Sinoatrial node (in right atrium), transmission 0.5m/sec –> atrioventricular node (this is the only connection, the rest are blocked by annulus fibrosus), transmission 0.05m/sec–> Bundle of his –> right and left bundle branches –> purkinje fibers, transmission 5m/sec
- all of the above are cardiac muscle fibers except annulus fibrosus
- quick transmission of SA node and purkinje fibers makes all of the RA and ventricles contract at the same time, but the slower transmission of the atrioventricular node means that atrium and ventricle contracts at different times.
what does an ECG tell you?
- disorders of electrical conduction in the heart
2. the rhythm
first, second, third degree heart block
1st degree: electrical impulses move slower than normal but each signal still conducted (lengthened P interval but QRS present)
2nd degree:
- type I: electrical signal goes slower and slower until the heart skips a beat (progressively lengthening P interval and a drop in QRS complex, then start over)

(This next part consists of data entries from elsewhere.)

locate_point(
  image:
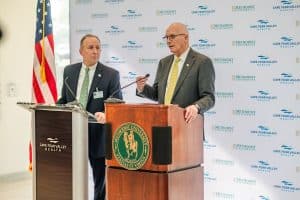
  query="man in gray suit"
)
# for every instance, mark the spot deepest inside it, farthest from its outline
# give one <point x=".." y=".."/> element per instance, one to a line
<point x="192" y="84"/>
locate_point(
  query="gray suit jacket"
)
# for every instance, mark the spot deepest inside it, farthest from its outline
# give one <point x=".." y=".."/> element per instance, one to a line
<point x="195" y="84"/>
<point x="106" y="80"/>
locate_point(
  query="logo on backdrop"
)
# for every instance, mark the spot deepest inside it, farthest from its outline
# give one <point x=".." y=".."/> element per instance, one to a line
<point x="112" y="2"/>
<point x="99" y="15"/>
<point x="262" y="197"/>
<point x="221" y="26"/>
<point x="286" y="42"/>
<point x="263" y="131"/>
<point x="240" y="77"/>
<point x="115" y="60"/>
<point x="263" y="166"/>
<point x="203" y="10"/>
<point x="286" y="5"/>
<point x="243" y="112"/>
<point x="165" y="12"/>
<point x="287" y="186"/>
<point x="286" y="151"/>
<point x="244" y="181"/>
<point x="114" y="30"/>
<point x="223" y="60"/>
<point x="243" y="43"/>
<point x="131" y="146"/>
<point x="286" y="114"/>
<point x="132" y="45"/>
<point x="223" y="195"/>
<point x="263" y="96"/>
<point x="148" y="29"/>
<point x="263" y="61"/>
<point x="203" y="44"/>
<point x="221" y="129"/>
<point x="53" y="145"/>
<point x="263" y="25"/>
<point x="243" y="8"/>
<point x="244" y="147"/>
<point x="131" y="14"/>
<point x="286" y="78"/>
<point x="130" y="76"/>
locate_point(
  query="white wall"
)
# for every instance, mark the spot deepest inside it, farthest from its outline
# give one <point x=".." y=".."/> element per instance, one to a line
<point x="17" y="21"/>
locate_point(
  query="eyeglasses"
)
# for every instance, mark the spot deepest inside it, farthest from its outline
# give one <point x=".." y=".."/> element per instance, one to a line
<point x="172" y="36"/>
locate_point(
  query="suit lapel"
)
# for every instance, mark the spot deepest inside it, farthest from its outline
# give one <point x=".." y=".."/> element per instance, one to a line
<point x="166" y="75"/>
<point x="95" y="81"/>
<point x="189" y="61"/>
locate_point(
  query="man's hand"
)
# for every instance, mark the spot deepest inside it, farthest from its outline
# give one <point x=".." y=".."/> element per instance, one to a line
<point x="100" y="116"/>
<point x="191" y="112"/>
<point x="141" y="82"/>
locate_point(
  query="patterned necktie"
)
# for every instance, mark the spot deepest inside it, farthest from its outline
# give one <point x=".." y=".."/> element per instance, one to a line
<point x="84" y="89"/>
<point x="172" y="82"/>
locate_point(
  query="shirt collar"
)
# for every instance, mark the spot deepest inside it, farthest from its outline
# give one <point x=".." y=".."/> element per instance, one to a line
<point x="183" y="55"/>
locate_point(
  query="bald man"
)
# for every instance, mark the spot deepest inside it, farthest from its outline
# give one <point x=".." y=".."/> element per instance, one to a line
<point x="194" y="88"/>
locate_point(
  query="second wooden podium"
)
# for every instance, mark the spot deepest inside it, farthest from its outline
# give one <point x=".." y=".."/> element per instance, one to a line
<point x="152" y="153"/>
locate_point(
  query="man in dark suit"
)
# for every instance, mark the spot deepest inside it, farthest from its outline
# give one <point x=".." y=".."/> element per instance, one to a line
<point x="191" y="86"/>
<point x="92" y="82"/>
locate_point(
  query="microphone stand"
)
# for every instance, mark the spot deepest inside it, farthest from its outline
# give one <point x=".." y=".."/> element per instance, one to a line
<point x="111" y="99"/>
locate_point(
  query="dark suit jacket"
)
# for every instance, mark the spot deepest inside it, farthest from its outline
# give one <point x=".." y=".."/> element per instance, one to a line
<point x="106" y="80"/>
<point x="195" y="84"/>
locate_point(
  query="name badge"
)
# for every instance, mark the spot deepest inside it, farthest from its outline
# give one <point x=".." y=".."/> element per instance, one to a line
<point x="98" y="94"/>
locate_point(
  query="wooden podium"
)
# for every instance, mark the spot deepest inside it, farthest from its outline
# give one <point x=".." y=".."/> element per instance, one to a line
<point x="173" y="167"/>
<point x="60" y="152"/>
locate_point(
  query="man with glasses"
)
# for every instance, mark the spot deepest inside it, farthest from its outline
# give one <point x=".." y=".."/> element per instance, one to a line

- type II: some electrical signals do not reach the ventricles and there are random drops in QRS
3rd degree: no electrical signal sent, ventricles beat steadily from specialised pacemakers in the ventricles but is completely out of sync with atrium
atrial flutter, atrial fibrillation, ventricular fibrillation
atrial flutter: no prob with electrical conduction, but atrial depo happens right after ventricular repo, conduction happening too quickly (P wave sitting almost on top of the previous T wave)
AF: no atrial contraction and random and uncoordinated ventricular depo (no P waves detected, random QRS)
ventricular fibrillation: no ventricular depo (no QRS complex, the heart is quivering but not pumping)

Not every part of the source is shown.